La noche en que por primera vez me encontré frente a frente con la morna lo entendí todo, como décadas antes le había sucedido a Maryse Condé en Guinea. Comprendí, según me llegaba la voz resignada de la cantante, cargada del cansancio de ser que le venía de su madre, su abuela, de padres desconocidos o conocidos, qué había pasado en aquellas islas, qué eran aquellas islas, qué hacía yo en aquellas islas: sufrirme, deshacerme para empezar a descubrir de qué material estaba hecha. Esa noche, en un oscuro bar de playa donde apenas conseguían escucharse las palabras de la cantante por encima del bramido del océano, comenzó a roerme las vísceras un desasosiego hasta entonces desconocido. Era la corrección, que avanzaba marcial desde la dolida cadencia de la morna, mezclada con el oleaje y el adormecimiento que causaba en mí y en todos alrededor el grogue rebalando adentro. Venía de la noche sin luna ni estrellas, noche podrida, de vieja esperma sobre sangre olvidada.

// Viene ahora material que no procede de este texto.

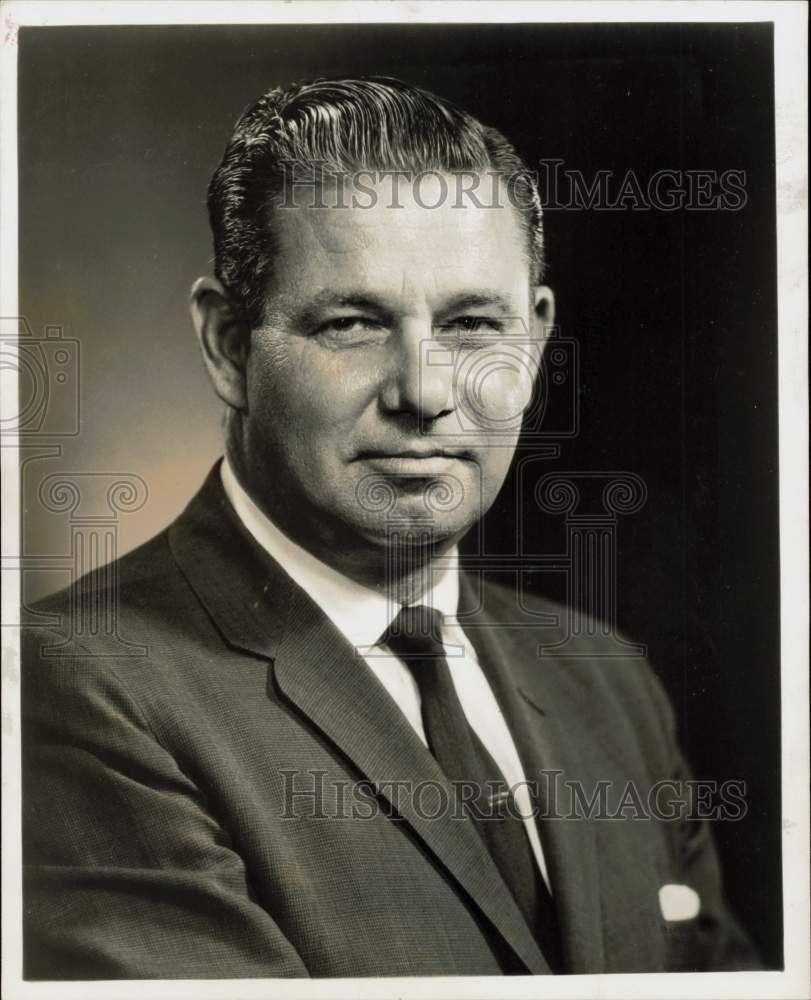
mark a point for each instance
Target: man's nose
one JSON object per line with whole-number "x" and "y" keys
{"x": 420, "y": 380}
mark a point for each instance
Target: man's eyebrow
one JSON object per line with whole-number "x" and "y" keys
{"x": 327, "y": 299}
{"x": 481, "y": 300}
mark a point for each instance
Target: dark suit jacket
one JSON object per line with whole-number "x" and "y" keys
{"x": 162, "y": 838}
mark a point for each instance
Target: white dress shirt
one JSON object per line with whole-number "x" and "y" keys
{"x": 363, "y": 615}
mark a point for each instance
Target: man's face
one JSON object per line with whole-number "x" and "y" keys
{"x": 387, "y": 384}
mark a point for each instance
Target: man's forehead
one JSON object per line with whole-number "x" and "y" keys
{"x": 408, "y": 236}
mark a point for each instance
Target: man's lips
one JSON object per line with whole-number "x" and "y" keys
{"x": 415, "y": 461}
{"x": 416, "y": 453}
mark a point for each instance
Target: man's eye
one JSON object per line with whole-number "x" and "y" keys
{"x": 350, "y": 329}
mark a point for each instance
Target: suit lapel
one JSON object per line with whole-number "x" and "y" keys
{"x": 258, "y": 608}
{"x": 543, "y": 727}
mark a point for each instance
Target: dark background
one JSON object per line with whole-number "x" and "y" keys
{"x": 675, "y": 314}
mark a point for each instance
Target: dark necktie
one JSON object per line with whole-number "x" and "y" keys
{"x": 415, "y": 636}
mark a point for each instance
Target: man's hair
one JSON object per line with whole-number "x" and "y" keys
{"x": 369, "y": 123}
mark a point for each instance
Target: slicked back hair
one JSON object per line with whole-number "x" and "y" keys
{"x": 364, "y": 124}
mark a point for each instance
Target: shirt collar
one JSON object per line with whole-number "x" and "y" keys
{"x": 360, "y": 614}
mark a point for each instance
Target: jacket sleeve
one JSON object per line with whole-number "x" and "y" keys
{"x": 127, "y": 874}
{"x": 712, "y": 941}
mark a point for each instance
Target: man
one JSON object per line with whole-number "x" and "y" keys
{"x": 333, "y": 757}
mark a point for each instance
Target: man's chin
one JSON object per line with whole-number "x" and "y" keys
{"x": 404, "y": 529}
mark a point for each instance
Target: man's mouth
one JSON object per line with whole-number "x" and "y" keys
{"x": 415, "y": 461}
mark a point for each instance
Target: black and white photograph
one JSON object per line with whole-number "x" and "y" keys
{"x": 405, "y": 553}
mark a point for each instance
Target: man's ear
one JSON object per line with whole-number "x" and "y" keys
{"x": 544, "y": 310}
{"x": 224, "y": 339}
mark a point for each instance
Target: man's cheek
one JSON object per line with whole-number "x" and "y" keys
{"x": 496, "y": 389}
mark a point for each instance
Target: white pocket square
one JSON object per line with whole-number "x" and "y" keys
{"x": 679, "y": 902}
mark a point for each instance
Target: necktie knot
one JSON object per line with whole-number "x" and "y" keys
{"x": 416, "y": 633}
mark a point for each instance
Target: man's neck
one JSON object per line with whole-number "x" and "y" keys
{"x": 403, "y": 573}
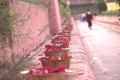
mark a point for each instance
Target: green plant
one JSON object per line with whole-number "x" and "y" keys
{"x": 64, "y": 9}
{"x": 118, "y": 1}
{"x": 101, "y": 5}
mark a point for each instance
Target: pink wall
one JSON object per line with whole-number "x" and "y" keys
{"x": 27, "y": 32}
{"x": 54, "y": 16}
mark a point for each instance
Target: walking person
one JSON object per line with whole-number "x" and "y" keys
{"x": 89, "y": 18}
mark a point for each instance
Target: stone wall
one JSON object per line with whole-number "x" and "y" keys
{"x": 30, "y": 28}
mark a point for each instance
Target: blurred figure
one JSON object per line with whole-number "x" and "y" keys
{"x": 83, "y": 15}
{"x": 89, "y": 18}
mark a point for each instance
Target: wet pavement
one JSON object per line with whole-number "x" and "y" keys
{"x": 103, "y": 49}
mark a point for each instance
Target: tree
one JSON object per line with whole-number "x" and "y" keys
{"x": 101, "y": 5}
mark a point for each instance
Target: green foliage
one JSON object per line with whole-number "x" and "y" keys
{"x": 118, "y": 1}
{"x": 64, "y": 9}
{"x": 109, "y": 13}
{"x": 101, "y": 5}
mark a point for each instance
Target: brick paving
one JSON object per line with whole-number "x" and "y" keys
{"x": 80, "y": 64}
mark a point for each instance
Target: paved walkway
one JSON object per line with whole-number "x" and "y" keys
{"x": 103, "y": 47}
{"x": 80, "y": 63}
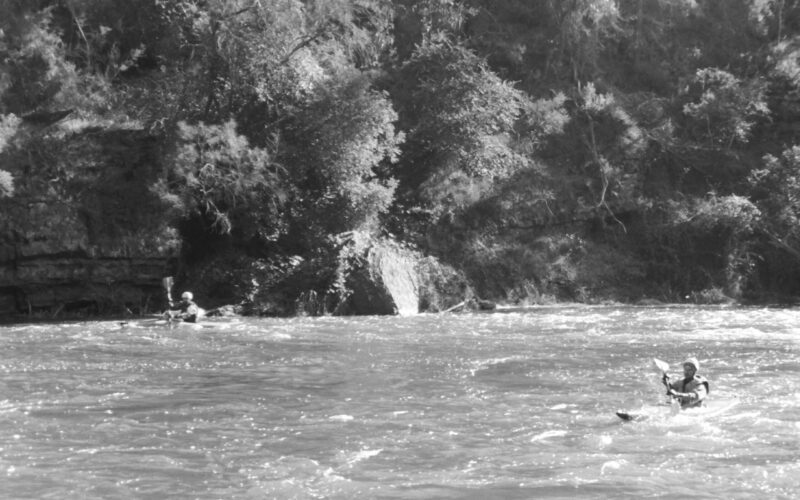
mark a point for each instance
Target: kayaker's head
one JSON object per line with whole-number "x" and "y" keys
{"x": 690, "y": 367}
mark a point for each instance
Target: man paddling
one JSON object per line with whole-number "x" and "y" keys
{"x": 690, "y": 391}
{"x": 185, "y": 310}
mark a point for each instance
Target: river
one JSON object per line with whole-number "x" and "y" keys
{"x": 516, "y": 404}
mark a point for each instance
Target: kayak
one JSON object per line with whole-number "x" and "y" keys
{"x": 161, "y": 322}
{"x": 712, "y": 408}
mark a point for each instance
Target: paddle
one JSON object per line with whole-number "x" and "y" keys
{"x": 166, "y": 282}
{"x": 661, "y": 365}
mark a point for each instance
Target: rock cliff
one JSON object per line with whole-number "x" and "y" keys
{"x": 84, "y": 229}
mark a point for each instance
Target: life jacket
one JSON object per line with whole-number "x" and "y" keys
{"x": 691, "y": 385}
{"x": 189, "y": 310}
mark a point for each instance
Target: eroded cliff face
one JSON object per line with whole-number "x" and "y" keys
{"x": 84, "y": 229}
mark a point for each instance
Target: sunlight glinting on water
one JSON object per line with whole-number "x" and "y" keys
{"x": 516, "y": 404}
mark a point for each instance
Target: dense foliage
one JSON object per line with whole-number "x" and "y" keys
{"x": 535, "y": 151}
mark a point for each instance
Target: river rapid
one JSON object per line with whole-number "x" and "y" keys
{"x": 514, "y": 404}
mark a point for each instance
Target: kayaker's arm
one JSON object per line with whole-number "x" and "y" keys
{"x": 689, "y": 397}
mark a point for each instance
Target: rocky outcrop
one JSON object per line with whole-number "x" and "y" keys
{"x": 84, "y": 229}
{"x": 385, "y": 282}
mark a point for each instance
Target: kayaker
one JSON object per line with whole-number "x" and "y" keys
{"x": 185, "y": 310}
{"x": 691, "y": 391}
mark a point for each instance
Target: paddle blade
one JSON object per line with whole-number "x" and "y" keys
{"x": 661, "y": 365}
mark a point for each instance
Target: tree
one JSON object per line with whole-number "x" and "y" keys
{"x": 220, "y": 177}
{"x": 460, "y": 120}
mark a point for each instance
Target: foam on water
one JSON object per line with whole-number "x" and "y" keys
{"x": 516, "y": 404}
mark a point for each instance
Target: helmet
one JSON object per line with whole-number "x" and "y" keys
{"x": 693, "y": 362}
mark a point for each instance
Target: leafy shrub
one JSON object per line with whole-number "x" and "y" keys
{"x": 218, "y": 175}
{"x": 721, "y": 109}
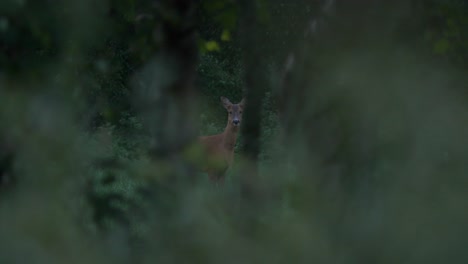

Fue entonces que lo supe. Que a Cabo Verde había llegado para perder la ilusión de aún amar a mi marido, que por primera vez se me hizo demasiado francés, tan sólo un europeo más en aquellas tierras de mercenarios y contrabandistas. En la negra playa, intuía verdades: yo era el destino de mis ancestros y ellos, los que a merced de las olas del tiempo quedaron varados en mitad del océano, eran lo que restaba de mis ancestros.
Distantes de sí mismos, me estaban enseñando a reconocer mi abandono y con él a cuestas seguir dando vueltas, ya sin vaso de grogue en la mano, ya sin morna, más allá, detrás del Atlántico, dentro del mundo.
https://www.youtube.com/watch?v=uR7HKOP55AQ
Notas:
1 Jacquey, Marie-Clotilde y Monique Hugon, « L’Afrique, un continent difficile. Entretien avec Maryse Condé », Notre librairie, 1984, No. 74, 21-25, p. 22.
2 Condé, Maryse, “An Interview with Maryse Condé and Rita Dove,” Callaloo 14:2 (spring 1991), 355-56.
3 Grogue, también conocido como grogu o grogo (derivado del inglés grog), es una bebida alcohólica de Cabo Verde, un aguardiente hecho de caña de azúcar. Su producción es fundamentalmente artesanal, y casi toda la caña de azúcar se utiliza en su elaboración.
Mindelo es una ciudad encantadora y con unos carnavales espectaculares. El caboverdiano es acogedor y tranquilo.